A high-performance NumPy array storage library combining Rust's speed with Python's simplicity. Optimized for frequent read/write operations on large arrays, with built-in SIMD-accelerated vector similarity search.
| Feature | Performance |
|---|---|
| Row Replacement | 344x faster than NPY |
| Data Append | 338x faster than NPY |
| Lazy Loading | 51x faster than NPY mmap |
| Full Load | 1.64x faster than NPY |
| Batch Mode | 21x speedup |
| Writable Batch | 92x speedup |
Core Capabilities:
- Zero-copy mmap operations with minimal memory footprint
- SIMD-accelerated Vector Engine (AVX2, AVX-512, NEON, SVE)

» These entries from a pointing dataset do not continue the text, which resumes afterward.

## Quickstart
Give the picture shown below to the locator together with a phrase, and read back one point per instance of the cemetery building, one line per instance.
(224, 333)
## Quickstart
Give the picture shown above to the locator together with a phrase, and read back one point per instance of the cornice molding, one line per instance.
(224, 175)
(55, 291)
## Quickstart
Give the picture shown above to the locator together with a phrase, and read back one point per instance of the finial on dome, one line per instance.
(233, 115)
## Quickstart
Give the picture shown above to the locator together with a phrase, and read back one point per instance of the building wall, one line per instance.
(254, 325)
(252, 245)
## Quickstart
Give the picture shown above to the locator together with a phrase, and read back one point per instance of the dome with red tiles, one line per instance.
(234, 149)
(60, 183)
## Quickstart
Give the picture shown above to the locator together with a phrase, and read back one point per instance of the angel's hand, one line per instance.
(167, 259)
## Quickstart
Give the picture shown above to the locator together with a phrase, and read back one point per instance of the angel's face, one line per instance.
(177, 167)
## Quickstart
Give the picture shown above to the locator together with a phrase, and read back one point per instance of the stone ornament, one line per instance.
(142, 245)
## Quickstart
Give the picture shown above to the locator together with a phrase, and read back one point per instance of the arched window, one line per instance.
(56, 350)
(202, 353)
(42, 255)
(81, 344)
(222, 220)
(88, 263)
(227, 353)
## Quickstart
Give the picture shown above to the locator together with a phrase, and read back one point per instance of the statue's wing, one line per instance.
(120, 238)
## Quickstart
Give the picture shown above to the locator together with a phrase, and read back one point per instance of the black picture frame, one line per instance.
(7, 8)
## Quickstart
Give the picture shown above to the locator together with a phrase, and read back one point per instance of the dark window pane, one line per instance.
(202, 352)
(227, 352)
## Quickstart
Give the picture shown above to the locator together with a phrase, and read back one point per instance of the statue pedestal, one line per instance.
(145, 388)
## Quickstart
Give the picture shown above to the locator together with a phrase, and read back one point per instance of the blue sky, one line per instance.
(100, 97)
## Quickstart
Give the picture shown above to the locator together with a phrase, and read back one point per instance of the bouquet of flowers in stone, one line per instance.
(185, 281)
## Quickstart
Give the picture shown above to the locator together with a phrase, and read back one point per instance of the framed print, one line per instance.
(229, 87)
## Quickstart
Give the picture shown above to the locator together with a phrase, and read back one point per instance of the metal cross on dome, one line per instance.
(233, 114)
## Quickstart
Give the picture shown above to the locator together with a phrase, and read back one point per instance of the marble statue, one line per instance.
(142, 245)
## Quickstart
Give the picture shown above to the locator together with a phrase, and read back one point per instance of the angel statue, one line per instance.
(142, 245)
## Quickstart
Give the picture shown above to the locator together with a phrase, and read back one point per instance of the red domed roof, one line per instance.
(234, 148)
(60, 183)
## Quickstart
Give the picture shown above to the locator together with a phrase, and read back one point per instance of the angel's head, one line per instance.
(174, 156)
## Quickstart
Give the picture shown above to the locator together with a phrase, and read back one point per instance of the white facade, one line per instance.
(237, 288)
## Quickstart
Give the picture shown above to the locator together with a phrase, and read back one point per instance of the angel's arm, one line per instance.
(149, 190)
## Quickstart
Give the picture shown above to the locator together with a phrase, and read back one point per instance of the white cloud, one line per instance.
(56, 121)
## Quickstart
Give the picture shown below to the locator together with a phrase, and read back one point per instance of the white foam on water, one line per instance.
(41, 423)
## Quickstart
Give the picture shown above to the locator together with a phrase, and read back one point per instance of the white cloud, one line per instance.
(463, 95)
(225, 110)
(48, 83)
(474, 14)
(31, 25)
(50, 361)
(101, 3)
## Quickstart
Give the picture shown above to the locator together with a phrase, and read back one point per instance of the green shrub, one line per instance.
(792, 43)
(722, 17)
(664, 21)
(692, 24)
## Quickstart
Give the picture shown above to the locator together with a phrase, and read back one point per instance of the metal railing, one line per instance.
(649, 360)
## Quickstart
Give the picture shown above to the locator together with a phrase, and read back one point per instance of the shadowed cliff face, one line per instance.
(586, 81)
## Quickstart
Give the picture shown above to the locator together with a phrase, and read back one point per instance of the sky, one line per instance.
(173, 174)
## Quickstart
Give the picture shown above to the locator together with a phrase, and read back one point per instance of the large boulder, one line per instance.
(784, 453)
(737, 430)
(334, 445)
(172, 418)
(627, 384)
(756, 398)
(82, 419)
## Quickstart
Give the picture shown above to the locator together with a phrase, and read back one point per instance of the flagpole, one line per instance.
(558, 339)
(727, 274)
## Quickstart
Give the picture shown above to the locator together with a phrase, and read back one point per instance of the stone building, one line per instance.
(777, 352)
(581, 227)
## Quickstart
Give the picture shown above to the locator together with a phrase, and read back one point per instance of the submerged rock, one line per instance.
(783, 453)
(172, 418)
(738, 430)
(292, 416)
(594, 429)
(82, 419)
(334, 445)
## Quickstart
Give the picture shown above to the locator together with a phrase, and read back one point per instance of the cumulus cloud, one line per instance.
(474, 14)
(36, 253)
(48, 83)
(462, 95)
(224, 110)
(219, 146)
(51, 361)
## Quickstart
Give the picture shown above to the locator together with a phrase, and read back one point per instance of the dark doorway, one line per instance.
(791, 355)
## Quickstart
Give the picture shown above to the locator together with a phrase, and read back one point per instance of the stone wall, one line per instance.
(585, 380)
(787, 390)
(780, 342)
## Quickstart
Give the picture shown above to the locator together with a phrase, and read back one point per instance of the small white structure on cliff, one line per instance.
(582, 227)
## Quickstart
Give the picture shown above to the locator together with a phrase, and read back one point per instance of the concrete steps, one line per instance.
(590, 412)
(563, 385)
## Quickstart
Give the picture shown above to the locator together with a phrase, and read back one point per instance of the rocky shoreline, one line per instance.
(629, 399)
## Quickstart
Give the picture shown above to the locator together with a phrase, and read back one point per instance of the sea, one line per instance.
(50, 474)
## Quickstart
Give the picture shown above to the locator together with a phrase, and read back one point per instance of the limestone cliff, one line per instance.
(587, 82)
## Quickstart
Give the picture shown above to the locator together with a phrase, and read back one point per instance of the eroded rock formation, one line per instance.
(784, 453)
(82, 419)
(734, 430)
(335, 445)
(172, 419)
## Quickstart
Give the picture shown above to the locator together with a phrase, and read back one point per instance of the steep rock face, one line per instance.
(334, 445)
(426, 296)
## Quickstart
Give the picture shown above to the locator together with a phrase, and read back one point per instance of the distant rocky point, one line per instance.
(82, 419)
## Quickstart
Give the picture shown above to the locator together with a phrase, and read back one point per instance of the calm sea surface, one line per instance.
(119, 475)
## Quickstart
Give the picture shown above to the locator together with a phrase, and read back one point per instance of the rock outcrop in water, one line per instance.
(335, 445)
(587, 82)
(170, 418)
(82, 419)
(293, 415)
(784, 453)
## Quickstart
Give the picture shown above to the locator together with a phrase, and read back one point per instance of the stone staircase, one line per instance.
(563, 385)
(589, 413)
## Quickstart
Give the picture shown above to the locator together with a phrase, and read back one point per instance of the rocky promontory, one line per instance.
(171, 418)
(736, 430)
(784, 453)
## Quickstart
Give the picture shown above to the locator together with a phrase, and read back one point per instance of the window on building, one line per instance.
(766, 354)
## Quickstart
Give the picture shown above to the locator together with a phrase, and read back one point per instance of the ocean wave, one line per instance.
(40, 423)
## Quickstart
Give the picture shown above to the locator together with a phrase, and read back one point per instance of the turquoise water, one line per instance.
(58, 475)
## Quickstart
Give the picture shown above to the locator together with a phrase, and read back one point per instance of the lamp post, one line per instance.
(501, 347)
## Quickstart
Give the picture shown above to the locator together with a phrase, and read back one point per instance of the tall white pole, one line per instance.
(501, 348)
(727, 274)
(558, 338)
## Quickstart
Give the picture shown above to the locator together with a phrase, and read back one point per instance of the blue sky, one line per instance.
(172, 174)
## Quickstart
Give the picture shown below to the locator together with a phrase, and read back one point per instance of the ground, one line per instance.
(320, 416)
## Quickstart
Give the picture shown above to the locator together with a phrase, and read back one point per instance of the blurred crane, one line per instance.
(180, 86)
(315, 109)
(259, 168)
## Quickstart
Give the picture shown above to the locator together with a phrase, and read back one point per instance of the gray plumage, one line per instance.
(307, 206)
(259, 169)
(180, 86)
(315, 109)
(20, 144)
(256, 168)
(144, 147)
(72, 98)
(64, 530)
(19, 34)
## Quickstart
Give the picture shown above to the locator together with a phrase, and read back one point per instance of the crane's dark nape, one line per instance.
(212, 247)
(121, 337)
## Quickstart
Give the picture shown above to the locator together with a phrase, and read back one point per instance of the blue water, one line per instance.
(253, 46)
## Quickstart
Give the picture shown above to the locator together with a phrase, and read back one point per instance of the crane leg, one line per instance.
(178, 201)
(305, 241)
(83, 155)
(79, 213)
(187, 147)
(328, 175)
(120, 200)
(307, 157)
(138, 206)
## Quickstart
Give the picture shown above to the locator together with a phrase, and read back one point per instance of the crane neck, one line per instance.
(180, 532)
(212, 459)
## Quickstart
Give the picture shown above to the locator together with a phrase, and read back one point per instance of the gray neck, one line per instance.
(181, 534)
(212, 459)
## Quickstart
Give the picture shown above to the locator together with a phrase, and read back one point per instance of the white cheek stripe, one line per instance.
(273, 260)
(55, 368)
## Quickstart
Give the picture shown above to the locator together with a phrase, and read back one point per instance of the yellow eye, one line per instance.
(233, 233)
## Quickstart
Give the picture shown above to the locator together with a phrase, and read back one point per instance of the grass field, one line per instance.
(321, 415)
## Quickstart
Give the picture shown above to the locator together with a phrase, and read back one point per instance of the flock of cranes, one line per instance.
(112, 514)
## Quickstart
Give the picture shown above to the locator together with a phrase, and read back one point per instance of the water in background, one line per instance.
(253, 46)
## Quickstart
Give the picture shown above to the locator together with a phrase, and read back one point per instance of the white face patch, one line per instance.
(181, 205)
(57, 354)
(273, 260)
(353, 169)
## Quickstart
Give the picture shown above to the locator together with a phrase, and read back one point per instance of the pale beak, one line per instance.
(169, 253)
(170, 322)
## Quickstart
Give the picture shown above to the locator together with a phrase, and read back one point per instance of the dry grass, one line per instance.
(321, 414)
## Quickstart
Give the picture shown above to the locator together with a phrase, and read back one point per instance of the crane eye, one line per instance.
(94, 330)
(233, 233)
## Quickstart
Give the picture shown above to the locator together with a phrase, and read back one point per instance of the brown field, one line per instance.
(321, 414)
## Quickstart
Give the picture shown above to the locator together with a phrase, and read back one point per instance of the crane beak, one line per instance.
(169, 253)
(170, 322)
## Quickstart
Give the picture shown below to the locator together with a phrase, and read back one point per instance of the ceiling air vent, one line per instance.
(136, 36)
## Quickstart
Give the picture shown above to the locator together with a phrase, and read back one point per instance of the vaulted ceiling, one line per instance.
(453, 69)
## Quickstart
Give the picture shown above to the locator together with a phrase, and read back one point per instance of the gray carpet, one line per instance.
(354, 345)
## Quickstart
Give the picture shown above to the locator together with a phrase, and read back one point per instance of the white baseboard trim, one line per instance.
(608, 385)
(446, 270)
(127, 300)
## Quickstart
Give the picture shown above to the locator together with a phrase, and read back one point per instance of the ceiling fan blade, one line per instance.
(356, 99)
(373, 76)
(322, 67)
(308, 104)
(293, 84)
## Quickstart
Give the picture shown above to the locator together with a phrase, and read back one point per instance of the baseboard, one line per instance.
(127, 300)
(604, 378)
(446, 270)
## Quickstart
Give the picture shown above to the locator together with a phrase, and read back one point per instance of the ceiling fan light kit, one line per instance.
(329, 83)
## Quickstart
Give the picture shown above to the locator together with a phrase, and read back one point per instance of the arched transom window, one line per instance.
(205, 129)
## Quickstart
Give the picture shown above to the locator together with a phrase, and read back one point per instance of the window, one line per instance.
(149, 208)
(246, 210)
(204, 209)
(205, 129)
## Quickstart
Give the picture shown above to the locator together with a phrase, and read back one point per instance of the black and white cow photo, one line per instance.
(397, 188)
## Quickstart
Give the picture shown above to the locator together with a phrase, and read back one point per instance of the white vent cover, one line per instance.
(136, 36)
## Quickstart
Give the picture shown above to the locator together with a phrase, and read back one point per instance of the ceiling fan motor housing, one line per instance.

- Batch & Writable Batch modes for high-frequency modifications
- Supports all NumPy dtypes: bool, int8-64, uint8-64, float16/32/64, complex64/128
pip install numpackRequirements: Python β₯ 3.9, NumPy β₯ 1.26.0
Add to your Cargo.toml:
[dependencies]
numpack = "0.5.1"
ndarray = "0.16"Features:
rayon(default) - Parallel processing supportavx512- AVX-512 SIMD optimizationsio-uring-support- io_uring on Linux
Requirements: Rust β₯ 1.70.0
Build from Source
# Prerequisites: Rust >= 1.70.0 (rustup.rs), C/C++ compiler
git clone https://github.com/BirchKwok/NumPack.git
cd NumPack
pip install maturin>=1.0,<2.0
maturin develop # or: maturin build --releaseuse numpack::prelude::*;
use ndarray::{ArrayD, Array2, IxDyn};
use std::path::PathBuf;
fn main() -> NpkResult<()> {
// Create or open a NumPack storage
let io = ParallelIO::new(PathBuf::from("data.npk"))?;
// Save arrays with explicit dtype
let data = Array2::<f32>::from_shape_fn((1000, 128), |(r, c)| (r * 128 + c) as f32);
io.save_arrays(&[("embeddings".to_string(), data.into_dyn(), DataType::Float32)])?;
// Load array back (mmap-based, with automatic cache)
let loaded: ArrayD<f32> = io.load_array("embeddings")?;
assert_eq!(loaded.shape(), &[1000, 128]);
// In-place append (file append mode, no rewrite)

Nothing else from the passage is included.